What is the Interquartile Range (IQR)?
The interquartile range (IQR) measures the spread of the middle half of your data. It is the range for the middle 50% of your sample. Use the IQR to assess the variability where most of your values lie. Larger values indicate that the central portion of your data spread out further. Conversely, smaller values show that the middle values cluster more tightly.
In this post, learn what the interquartile range means and the many ways to use it! I’ll show you how to find the interquartile range, use it to measure variability, graph it in boxplots to assess distribution properties, use it to identify outliers, and test whether your data are normally distributed.
The interquartile range is one of several measures of variability. To learn about the others and how the IQR compares, read my post, Measures of Variability.
Interquartile Range Definition
To visualize the interquartile range, imagine dividing your data into quarters. Statisticians refer to these quarters as quartiles and label them from low to high as Q1, Q2, Q3, and Q4. The lowest quartile (Q1) covers the smallest quarter of values in your dataset. The upper quartile (Q4) comprises the highest quarter of values. The interquartile range is the middle half of the data that lies between the upper and lower quartiles. In other words, the interquartile range includes the 50% of data points that are above Q1 and below Q4. The IQR is the red area in the graph below, containing Q2 and Q3 (not labeled).

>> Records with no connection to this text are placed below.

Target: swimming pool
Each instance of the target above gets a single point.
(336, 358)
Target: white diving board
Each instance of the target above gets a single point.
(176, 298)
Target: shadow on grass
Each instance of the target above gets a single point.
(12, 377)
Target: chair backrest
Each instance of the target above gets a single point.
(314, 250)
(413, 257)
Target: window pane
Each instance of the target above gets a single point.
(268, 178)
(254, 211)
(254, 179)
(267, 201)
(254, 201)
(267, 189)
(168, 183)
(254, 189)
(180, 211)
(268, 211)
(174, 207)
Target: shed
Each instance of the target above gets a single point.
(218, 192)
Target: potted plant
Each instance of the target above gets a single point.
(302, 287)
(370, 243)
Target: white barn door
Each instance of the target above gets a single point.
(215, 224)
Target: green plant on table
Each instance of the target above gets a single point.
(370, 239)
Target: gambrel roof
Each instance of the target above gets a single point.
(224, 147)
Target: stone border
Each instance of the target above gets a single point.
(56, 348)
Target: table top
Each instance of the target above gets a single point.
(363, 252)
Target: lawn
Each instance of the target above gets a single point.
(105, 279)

When measuring variability, statisticians prefer using the interquartile range instead of the full data range because extreme values and outliers affect it less. Typically, use the IQR with a measure of central tendency, such as the median, to understand your data’s center and spread. This combination creates a fuller picture of your data’s distribution.
Unlike the more familiar mean and standard deviation, the interquartile range and the median are robust measures. Outliers do not strongly influence either statistic because they don’t depend on every value. Additionally, like the median, the interquartile range is superb for skewed distributions. For normal distributions, you can use the standard deviation to determine the percentage of observations that fall specific distances from the mean. However, that doesn’t work for skewed distributions, and the IQR is an excellent alternative.
Related posts: Quartiles: Definition, Finding, and Using, Median: Definition and Uses, and What are Robust Statistics?
How to Find the Interquartile Range (IQR) by Hand
The formula for finding the interquartile range takes the third quartile value and subtracts the first quartile value.
IQR = Q3 – Q1
Equivalently, the interquartile range is the region between the 75th and 25th percentile (75 – 25 = 50% of the data).
Using the IQR formula, we need to find the values for Q3 and Q1. To do that, simply order your data from low to high and split the value into four equal portions.
I’ve divided the dataset below into quartiles. The interquartile range extends from the Q1 value to the Q3 value. For this dataset, the interquartile range is 39 – 20 = 19.
Note that different methods and statistical software programs will find slightly different Q1 and Q3 values, which affects the interquartile range. These variations stem from alternate ways of finding percentiles. For details about that, read my post about Percentiles: Interpretations and Calculations.
How to Find the Interquartile Range using Excel
All statistical software packages will identify the interquartile range as part of their descriptive statistics. Here, I’ll show you how to find it using Excel because most readers can access this application.
To follow along, download the Excel file: IQR. This dataset is the same as the one I use in the illustration above. This file also includes the interquartile range calculations for finding outliers and the IQR normality test described later in this post.
In Excel, you’ll need to use the QUARTILE.EXC function, which has the following arguments: QUARTILE.EXC(array, quart)
- Array: Cell range of numeric values.
- Quart: Quartile you want to find.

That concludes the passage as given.